As the fireworks burst into the night sky this Fourth of July, these explosive displays evoke memories of my deployments, where each blast was a stark reminder of our fragility and sacrifice. Unlike many, I donned the uniform at 17, ready to lay down my life for this country. Today, I grapple with a different kind of conflict—a battle not on foreign soil but within the very fabric of my community. 

Many of us tirelessly advocate for unity and equity in our city. Together, we face the harsh reality that "co-location" is a euphemism for school closures, disproportionately affecting our predominantly Black and Hispanic neighborhoods.
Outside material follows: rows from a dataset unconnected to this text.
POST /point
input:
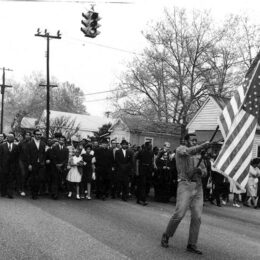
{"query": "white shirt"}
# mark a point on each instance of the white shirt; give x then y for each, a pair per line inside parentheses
(10, 146)
(37, 143)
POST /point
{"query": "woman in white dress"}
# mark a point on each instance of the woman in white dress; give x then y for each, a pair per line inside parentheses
(75, 173)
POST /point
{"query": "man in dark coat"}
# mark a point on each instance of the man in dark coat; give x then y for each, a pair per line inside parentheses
(59, 157)
(104, 160)
(144, 169)
(8, 165)
(113, 184)
(124, 164)
(36, 162)
(23, 162)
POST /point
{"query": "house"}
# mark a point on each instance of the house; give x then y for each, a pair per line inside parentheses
(87, 124)
(205, 122)
(137, 131)
(29, 123)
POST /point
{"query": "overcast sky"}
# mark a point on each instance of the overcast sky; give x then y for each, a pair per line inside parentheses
(91, 64)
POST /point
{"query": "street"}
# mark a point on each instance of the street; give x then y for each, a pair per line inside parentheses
(113, 229)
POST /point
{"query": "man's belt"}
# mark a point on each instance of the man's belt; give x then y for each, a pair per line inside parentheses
(179, 180)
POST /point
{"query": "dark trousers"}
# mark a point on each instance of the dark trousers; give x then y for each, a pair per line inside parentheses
(36, 178)
(56, 179)
(123, 186)
(7, 183)
(102, 182)
(23, 175)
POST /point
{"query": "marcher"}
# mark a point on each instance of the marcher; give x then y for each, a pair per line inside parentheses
(144, 169)
(162, 182)
(104, 159)
(23, 162)
(36, 163)
(124, 164)
(59, 158)
(189, 193)
(9, 153)
(88, 172)
(75, 173)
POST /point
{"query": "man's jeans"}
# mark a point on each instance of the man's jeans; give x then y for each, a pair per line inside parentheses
(189, 194)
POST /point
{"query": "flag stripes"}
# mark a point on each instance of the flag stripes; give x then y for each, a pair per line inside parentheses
(235, 155)
(230, 111)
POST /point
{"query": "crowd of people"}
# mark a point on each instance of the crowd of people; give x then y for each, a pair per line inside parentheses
(29, 166)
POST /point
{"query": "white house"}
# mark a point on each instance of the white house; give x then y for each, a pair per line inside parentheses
(205, 122)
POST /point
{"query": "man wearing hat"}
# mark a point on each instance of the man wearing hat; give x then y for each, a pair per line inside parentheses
(189, 192)
(124, 163)
(104, 163)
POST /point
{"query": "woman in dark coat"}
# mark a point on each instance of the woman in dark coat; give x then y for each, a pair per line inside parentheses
(88, 170)
(163, 178)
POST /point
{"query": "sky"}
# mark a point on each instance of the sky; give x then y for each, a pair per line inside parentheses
(94, 65)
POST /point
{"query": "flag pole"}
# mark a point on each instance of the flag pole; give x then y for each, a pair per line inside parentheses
(211, 139)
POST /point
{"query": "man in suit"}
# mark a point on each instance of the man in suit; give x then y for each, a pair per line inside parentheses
(124, 164)
(8, 165)
(144, 168)
(113, 184)
(59, 157)
(36, 162)
(104, 160)
(23, 162)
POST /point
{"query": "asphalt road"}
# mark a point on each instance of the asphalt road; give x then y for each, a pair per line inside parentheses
(113, 229)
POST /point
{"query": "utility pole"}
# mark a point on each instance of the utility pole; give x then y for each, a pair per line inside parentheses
(48, 37)
(3, 86)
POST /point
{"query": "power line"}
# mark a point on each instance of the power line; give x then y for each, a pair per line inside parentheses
(101, 92)
(97, 100)
(105, 46)
(73, 1)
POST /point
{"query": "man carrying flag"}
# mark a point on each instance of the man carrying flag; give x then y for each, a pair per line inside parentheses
(238, 124)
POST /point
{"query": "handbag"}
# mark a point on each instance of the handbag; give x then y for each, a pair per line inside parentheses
(209, 183)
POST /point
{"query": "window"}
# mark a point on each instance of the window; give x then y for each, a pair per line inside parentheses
(149, 139)
(258, 151)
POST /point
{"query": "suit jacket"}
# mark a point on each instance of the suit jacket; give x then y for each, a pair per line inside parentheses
(125, 163)
(36, 156)
(23, 151)
(8, 159)
(60, 156)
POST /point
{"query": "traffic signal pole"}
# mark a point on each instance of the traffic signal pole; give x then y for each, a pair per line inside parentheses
(48, 37)
(3, 86)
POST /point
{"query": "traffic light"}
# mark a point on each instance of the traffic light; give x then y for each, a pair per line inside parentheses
(91, 24)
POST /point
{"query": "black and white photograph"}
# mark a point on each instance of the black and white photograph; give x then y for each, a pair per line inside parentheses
(129, 129)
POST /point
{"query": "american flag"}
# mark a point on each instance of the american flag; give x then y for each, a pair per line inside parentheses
(238, 123)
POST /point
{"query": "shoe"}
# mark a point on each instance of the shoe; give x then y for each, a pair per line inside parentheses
(165, 241)
(193, 249)
(54, 197)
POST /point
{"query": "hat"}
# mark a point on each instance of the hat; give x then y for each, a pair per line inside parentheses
(74, 139)
(124, 142)
(188, 136)
(104, 141)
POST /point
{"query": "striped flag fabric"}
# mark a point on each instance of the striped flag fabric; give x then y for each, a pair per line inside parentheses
(238, 123)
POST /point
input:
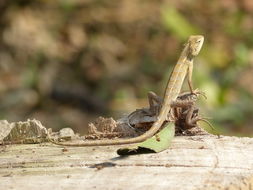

It’s a painful reminder that while I fought for freedom abroad, true freedom at home remains elusive. Disparities within the Houston Independent School District (HISD) and the broader city of Houston underscore this harsh truth: independence is not a given; it is a continuous struggle.

HISD faces numerous challenges: removal of principals, teachers, and librarians of the year, teacher vacancies in the thousands, TEA control, and a $4.4 billion bond proposal that includes co-location plans. This bond proposal, which can be on the November election ballot if the Board of Managers passes it, is needed but will most likely be rejected due to lack of confidence in the current leadership.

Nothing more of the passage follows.